Der Druck auf die öffentliche Beschaffung wächst: Vergabeverfahren sollen schneller, einfacher und flexibler werden, ohne dass dabei die Rechtssicherheit auf der Strecke bleibt. Der Gesetzgeber hat darauf mit Maßnahmen zur Vergabebeschleunigung und mit deutlich angehobenen Wertgrenzen für Direktaufträge reagiert. Für die Praxis bedeutet das: mehr Handlungsspielraum – aber auch neue Abgrenzungsfragen und Haftungsrisiken, wenn die Voraussetzungen verkannt werden.

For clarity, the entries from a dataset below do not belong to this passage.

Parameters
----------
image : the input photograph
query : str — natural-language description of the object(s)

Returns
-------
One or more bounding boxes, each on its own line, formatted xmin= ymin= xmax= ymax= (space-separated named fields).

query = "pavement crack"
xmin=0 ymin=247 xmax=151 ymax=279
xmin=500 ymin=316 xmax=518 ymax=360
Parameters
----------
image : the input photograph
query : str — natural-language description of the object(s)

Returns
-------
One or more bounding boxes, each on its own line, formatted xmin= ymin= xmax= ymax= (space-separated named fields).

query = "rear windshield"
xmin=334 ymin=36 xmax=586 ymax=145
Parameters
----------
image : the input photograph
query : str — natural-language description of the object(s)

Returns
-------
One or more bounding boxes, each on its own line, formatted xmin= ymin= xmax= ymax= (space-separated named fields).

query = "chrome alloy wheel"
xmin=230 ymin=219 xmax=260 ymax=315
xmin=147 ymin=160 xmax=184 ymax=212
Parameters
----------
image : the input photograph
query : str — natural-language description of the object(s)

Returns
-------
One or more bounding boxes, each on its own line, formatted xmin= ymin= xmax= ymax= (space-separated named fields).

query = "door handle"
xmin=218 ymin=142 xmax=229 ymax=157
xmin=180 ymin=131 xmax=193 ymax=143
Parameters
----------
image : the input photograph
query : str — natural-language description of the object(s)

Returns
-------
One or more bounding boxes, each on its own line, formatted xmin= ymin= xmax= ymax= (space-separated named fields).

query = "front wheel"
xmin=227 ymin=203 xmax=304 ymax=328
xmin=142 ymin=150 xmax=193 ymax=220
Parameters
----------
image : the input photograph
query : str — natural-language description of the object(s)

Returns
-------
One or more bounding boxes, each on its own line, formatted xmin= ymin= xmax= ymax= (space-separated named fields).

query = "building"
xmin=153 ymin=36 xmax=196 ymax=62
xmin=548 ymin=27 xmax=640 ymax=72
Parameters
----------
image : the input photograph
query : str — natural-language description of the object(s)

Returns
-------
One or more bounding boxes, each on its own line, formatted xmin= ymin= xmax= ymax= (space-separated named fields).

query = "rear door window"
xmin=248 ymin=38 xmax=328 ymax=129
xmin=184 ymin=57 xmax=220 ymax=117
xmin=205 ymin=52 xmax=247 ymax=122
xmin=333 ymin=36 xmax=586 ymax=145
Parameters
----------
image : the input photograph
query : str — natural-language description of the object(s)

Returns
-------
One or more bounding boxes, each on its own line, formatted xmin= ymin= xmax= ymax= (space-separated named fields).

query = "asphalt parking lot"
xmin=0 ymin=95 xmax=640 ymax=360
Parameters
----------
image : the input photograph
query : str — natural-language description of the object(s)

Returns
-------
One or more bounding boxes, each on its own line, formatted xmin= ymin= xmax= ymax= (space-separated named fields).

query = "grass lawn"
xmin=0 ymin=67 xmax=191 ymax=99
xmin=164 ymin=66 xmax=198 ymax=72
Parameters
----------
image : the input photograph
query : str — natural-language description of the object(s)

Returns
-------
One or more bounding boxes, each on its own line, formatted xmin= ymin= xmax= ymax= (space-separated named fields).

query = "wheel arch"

Das Seminar vermittelt zunächst kompakt die relevanten Rechtsgrundlagen im Unterschwellenbereich (UVgO, Landesrecht Baden-Württemberg) und ordnet die Beschleunigungsinstrumente systematisch ein. Im Mittelpunkt stehen die Direktauftragsgrenzen, die Verhandlungsvergabe, Dringlichkeits- und Interimsvergaben sowie die jüngsten Reformansätze. Anhand praxisnaher Fallbeispiele wird gezeigt, wann welches Instrument zulässig ist, wie es rechtssicher dokumentiert wird und welche typischen Fehler vermieden werden müssen. Aktuelle Entwicklungen und der Stand der Gesetzgebung werden eingeordnet.